Multiple classifiers can capture the invariant and specific feature distributions between different domains, comparing the similarity of feature distributions between training source and unseen target domains by a joint training of the admixture classifiers, generating weights to integrate the feature distributions of known domains to fit the unknown domain feature distributions.

3 Experiments and Results

3.1 Data Description

Structural T1-weighted brain MRI data of 809 subjects (468 male, 341 female, age 68.16 ± 8.12 years, range 42–89 year) were acquired from 7 in-house independent multiple centers as detailed in [5, 22]. In total, 552 subjects (295 of normal control (NC), 257 of AD) were used for leave-center-out training. The rest 257 subjects with mild cognitive impairment (MCI) were used as an independent dataset for evaluation and compared with clinical diagnosis metrics.

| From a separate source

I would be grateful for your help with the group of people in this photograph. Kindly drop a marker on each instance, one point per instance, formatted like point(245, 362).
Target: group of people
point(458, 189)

3.2 Implementation Details

We first evaluated the model using leave-center-out cross-validation, where one center was selected for testing at a time and all remaining centers were used for training. Then, we applied the trained model on an independent validation set of unseen images for subjects with MCI. All images were cropped to have the same size of [80, 128, 72]. Image features were extracted with $3\times 3\times 3$ convolution in the network and $2\times 2\times 2$ convolution with a stride of 2 replacing the maximum pooling. The extracted features were passed through a global average pooling layer (Sect. 2.1). $N=6$ independent classifiers were used.

During training, we sorted all training centers and feed the image features from $site_i$ to all classifiers, and set the weight of $classifier_{j(j=i)}$ to 1 and the weight of the rest classifiers to 0. We used cross-entropy to calculate the prediction error and update the parameters of the feature extractor and $classifier_j$ by backpropagation. In testing stage, we feed the image features from the test center to all classifiers, and the final prediction was used the weighted average of predicted probability over all classifiers as the final prediction.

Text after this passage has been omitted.